The three Flöge sisters run a fashion house on the Mariahilferstrasse 1B, Casa Piccola, telephone 1621. It’s a very fashionable street. And they socialize with very fashionable women who wear their very fashionable clothes, which they buy from their very fashionable shop. I’ve seen portraits of Adele Bloch-Bauer and Sonia Knips around the studio – it always helps to put a face to a name. And Hilde’s been to their shop a few times – oh, but not to buy anything, just in case you’re wondering!
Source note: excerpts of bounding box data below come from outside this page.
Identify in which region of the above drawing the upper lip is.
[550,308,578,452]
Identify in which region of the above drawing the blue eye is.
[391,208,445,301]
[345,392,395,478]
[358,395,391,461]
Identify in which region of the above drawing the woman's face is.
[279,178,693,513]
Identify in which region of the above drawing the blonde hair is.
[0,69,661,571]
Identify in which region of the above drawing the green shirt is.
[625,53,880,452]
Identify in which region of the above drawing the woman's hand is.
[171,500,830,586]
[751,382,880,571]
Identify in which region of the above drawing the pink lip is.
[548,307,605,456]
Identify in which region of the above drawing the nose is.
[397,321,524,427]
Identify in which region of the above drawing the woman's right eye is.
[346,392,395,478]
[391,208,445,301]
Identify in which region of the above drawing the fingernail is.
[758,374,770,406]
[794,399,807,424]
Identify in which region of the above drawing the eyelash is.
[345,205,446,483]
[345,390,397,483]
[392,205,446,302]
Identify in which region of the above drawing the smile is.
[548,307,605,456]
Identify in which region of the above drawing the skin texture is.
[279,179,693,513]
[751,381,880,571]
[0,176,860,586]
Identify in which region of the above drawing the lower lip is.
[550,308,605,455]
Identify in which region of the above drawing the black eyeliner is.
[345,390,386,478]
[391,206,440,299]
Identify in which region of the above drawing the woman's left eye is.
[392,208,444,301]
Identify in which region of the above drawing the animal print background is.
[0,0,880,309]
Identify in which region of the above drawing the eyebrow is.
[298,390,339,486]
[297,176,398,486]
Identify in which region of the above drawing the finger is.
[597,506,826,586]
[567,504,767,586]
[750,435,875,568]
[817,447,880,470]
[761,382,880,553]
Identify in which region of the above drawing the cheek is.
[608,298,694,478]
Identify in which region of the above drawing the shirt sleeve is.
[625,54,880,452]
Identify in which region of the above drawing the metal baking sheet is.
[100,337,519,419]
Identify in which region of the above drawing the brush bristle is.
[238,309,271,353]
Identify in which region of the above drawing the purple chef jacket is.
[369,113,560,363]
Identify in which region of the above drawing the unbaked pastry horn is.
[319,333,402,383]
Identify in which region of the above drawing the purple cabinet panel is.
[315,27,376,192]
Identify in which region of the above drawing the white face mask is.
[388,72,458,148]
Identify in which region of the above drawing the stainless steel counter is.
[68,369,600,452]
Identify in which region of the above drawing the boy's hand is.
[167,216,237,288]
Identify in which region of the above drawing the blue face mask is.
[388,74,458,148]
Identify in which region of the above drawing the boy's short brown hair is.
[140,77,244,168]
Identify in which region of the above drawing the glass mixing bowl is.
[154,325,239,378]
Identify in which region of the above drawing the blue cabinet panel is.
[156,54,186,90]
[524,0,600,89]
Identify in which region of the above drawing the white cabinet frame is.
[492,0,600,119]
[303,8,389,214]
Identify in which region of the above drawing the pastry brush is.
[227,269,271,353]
She’s had to go there for Gustav.

It’s ‘stunning’ and the interior is ‘so modern’. Should be, as Gustav got Jo and Kolo, his Wiener Werkstätte friends, to design it all. All right for some. Helene, Pauline, and Emilie: the very fashionable Flöges who want to free women with their exclusive designs and crusade against the foe with their prohibitively expensive made-to-measure range. United. Little matter that they don’t get on.

Nevertheless, they’ve unwittingly introduced subversion into our fold by spreading the emancipated word, a word only ever intended for somewhere vague out there, to be passed around among educated women, never within their own kitchens, parlours, workrooms, and studios. Though they don’t tell you that part. No, I’ve worked that one out for myself.

Consuela and I are early to the studio this morning. Earlier than usual. She’s in the final phase of her pregnancy and the studio has never looked so clean and ordered. It’s going to be a busy day. We’ve arrived even before Gustav has gone to have his usual breakfast at the Tivoli Café (it’s not far from the Schönbrunn Palace) and we listen to him while he waits for his horse-drawn carriage to arrive to take him there. I am not sure what to make of what he’s saying. Consuela laughs. I think she’s heard it all before.